Rep. Davis lays out IT oversight program

Rep. Davis lays out IT oversight program

By Thomas R. Temin

GCN Staff

APRIL 18—If your agency plans to outsource, use a Metropolitan Area Acquisition for telecommunications, try seat management, buy products using the Federal Supply Service schedule contracts, acquire services or do an electronic government initiative, you might soon hear from the General Accounting Office.

Rep. Tom Davis (R-Va.), chairman of the Subcommittee on Technology and Procurement Policy of the House Committee on Government Reform, has asked GAO to investigate all of these activities and plans a busy schedule of hearings on them.

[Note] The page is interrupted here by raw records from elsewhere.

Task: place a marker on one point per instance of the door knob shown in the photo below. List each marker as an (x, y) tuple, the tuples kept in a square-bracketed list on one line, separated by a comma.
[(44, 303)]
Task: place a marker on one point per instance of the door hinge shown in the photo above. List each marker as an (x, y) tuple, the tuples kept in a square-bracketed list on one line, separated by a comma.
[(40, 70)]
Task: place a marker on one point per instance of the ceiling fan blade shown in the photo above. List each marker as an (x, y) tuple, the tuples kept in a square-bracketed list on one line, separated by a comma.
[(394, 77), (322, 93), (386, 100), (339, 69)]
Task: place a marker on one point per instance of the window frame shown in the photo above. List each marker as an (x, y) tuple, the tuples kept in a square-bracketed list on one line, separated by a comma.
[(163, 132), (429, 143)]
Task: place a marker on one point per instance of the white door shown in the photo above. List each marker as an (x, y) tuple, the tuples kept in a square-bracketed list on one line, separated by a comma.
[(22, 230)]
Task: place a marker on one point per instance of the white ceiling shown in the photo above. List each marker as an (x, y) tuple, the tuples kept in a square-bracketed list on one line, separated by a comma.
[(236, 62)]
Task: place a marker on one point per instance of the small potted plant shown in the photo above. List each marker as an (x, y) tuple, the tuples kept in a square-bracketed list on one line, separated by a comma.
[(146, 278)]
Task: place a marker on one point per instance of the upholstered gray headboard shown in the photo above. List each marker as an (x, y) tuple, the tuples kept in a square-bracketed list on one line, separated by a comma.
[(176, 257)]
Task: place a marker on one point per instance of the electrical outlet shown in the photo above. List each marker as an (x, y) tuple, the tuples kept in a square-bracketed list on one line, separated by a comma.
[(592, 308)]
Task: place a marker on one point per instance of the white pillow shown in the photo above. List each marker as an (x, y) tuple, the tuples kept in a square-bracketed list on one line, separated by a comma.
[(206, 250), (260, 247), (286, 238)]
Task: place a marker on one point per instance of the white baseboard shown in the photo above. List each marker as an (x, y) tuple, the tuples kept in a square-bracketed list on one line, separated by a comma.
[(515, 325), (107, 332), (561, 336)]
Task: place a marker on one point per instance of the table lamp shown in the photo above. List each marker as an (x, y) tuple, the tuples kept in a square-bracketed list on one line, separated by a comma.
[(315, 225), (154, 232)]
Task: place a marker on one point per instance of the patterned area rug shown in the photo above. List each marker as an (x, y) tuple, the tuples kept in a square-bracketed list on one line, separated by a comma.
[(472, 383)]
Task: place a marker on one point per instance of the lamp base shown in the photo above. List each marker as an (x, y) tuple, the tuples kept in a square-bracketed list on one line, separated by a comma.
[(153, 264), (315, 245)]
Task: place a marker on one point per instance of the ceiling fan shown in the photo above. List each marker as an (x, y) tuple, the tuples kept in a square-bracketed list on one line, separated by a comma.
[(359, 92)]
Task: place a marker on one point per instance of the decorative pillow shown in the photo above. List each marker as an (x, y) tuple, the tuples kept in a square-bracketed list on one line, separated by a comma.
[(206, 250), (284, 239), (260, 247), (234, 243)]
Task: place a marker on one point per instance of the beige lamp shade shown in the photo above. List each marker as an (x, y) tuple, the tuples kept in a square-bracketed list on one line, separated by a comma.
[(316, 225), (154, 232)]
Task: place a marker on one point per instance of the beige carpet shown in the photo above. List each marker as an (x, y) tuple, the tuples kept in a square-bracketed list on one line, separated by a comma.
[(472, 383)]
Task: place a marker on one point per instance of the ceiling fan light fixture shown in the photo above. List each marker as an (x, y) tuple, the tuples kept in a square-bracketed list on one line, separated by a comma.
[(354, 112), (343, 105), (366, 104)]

Davis' staff director, Melissa Wojciak, outlined the subcommittee's ambitious oversight plan during a breakfast meeting of the Bethesda, Md., chapter of the Armed Forces Communications and Electronics Association this morning. She added that Davis is putting together a legislative package to address agencies' seeming reluctance to pursue share-in-savings contracts and use of commercial best practices.

According to Wojciak, Davis has requested three GAO audits on information technology acquisition subjects:


  • The General Services Administration's FTS 2001 telecommunications program, and in particular the MAAs, to see if agencies signing on to the local area contracts are benefiting from local competition. The subcommittee has scheduled a June 13 hearing on MAAs.

  • Seat management, to find out why some agencies are successful in outsourcing their computing infrastructures and writing performance-based statements of work, and why some are struggling

  • GSA multiple-award contracts, to see if there are redundancies among the buying vehicles of the Federal Technology Service and the Federal Supply Service.


Davis' subcommittee also will hold hearings on outsourcing and privatization. Wojciak said Davis is particularly concerned about HR 721, the Truthfulness, Responsibility, and Accountability in Contracting Act. The bill, introduced by Rep. Albert Wynn (D-Md.) with 112 sponsors, would temporarily suspend all services contracting until elaborate reporting systems are in place.

The Wynn bill states that ceilings on the federal workforce are 'forcing agencies to give work to private contractors without any public-private competition, often at higher costs.'

Davis' subcommittee has scheduled hearings on services acquisition and outsourcing for May 22 and June 27.